# Skill: Runs

## Purpose
Browse, inspect, compare, and clean up past pipeline runs. Each run is a
self-contained directory under `working/runs/` with its own working files,
outputs, and pipeline state.

## When to Use
- User says `/runs`, `/runs list`, `/runs latest`, `/runs clean`, or `/runs compare`
- When the user wants to see what analyses have been executed

## Invocation
- `/runs` or `/runs list` -- list all past runs
- `/runs latest` -- show details of the most recent run
- `/runs {id}` -- show details of a specific run (partial match supported)
- `/runs clean` -- remove runs older than 30 days (confirmation required)
- `/runs compare {id1} {id2}` -- compare two runs side by side

## Instructions

### Step 1: Scan Run Directory

Read `working/runs/` directory. Each subdirectory is a run, named:
```
{YYYY-MM-DD}_{DATASET}_{SHORT_TITLE}/
```

For each run directory, read `pipeline_state.json` to extract:
- `pipeline_id` -- timestamp identifier
- `dataset` -- dataset name
- `question` -- the business question
- `status` -- `completed`, `failed`, `paused`, or `running`
- `run_dir` -- full path
- `started_at`, `completed_at` -- timing
- `steps` -- agent status map (to compute agent counts)

If `pipeline_state.json` is missing, infer status as `unknown` and derive
date/dataset from the directory name.

### Step 2: Execute Command

**List (`/runs` or `/runs list`):**

Display a table sorted by date descending:

```
Pipeline Runs (working/runs/)

| # | Date       | Dataset   | Title                    | Status    | Agents |
|---|------------|-----------|--------------------------|-----------|--------|
| 1 | 2026-02-23 | acme-analytics | why-revenue-dropped-q3   | completed | 14/14  |
| 2 | 2026-02-21 | acme-analytics | activation-funnel-deep   | failed    | 8/14   |
| 3 | 2026-02-19 | hero      | churn-by-segment         | completed | 14/14  |

3 runs found. Use `/runs {#}` or `/runs {date_dataset_title}` for details.
```

The `Agents` column shows `{completed}/{total}` from the step map.

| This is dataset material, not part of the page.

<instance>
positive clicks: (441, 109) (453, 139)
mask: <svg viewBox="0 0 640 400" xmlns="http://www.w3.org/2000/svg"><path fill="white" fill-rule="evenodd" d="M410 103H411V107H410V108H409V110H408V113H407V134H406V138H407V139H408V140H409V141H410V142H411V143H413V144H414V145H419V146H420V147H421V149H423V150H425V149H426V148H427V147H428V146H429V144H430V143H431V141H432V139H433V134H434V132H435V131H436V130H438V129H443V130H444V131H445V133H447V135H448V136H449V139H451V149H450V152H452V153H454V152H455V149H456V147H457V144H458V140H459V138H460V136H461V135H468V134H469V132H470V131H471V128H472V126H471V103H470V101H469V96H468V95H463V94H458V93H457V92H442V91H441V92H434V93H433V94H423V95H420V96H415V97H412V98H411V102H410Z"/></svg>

**Latest (`/runs latest`):**

Read `working/latest` symlink target. Display the detail view (same as `/runs {id}`).

**Detail (`/runs {id}`):**

Match `{id}` against run directory names (supports partial match -- e.g.,
`/runs acme-analytics` matches the most recent acme-analytics run). Display:

```
Run: {directory_name}
Status: {status}
Dataset: {dataset}
Question: {question}
Started: {started_at}
Completed: {completed_at} ({duration})

Agent Status:
  completed: {list}
  failed: {list with errors}
  skipped: {list}
  pending: {list}

Output Files:
  - {RUN_DIR}/outputs/{file1}
  - {RUN_DIR}/outputs/{file2}
  ...

Confidence: {grade from validation if available}
```

If the run has a validation report, extract and show the confidence grade.

**Clean (`/runs clean`):**

1. Identify runs older than 30 days (based on directory date prefix)
2. List them and ask for confirmation:
   ```
   Found {N} runs older than 30 days:
     - {dir1} (completed, {date})
     - {dir2} (failed, {date})

   Delete these runs? This cannot be undone. [y/N]
   ```
3. On confirmation, remove the directories
4. If `working/latest` pointed to a deleted run, remove the symlink

**Compare (`/runs compare {id1} {id2}`):**

Load `pipeline_state.json` and key output files from both runs. Display:

```
Comparing Runs:
  A: {dir1}
  B: {dir2}

| Dimension          | Run A              | Run B              |
|--------------------|--------------------|--------------------|
| Date               | {date_a}           | {date_b}           |
| Dataset            | {dataset_a}        | {dataset_b}        |
| Status             | {status_a}         | {status_b}         |
| Agents completed   | {count_a}          | {count_b}          |
| Confidence grade   | {grade_a}          | {grade_b}          |
| Charts generated   | {chart_count_a}    | {chart_count_b}    |
| Key findings       | {finding_count_a}  | {finding_count_b}  |
| Duration           | {duration_a}       | {duration_b}       |
```

If both runs analyzed the same dataset, also compare:
- Top 3 findings from each (extracted from analysis reports)
- Any metrics that differ significantly

## Edge Cases
- **No runs directory:** Report "No pipeline runs found. Use `/run-pipeline` to start one."
- **Empty runs directory:** Same message as above
- **Corrupted pipeline_state.json:** Show run with `status: unknown`, note the error
- **Partial match ambiguity:** If multiple runs match, list them and ask user to be more specific
- **Legacy runs (no run directory):** Note: "Found legacy `working/pipeline_state.json` -- not in per-run format. Use `/run-pipeline` to create a tracked run."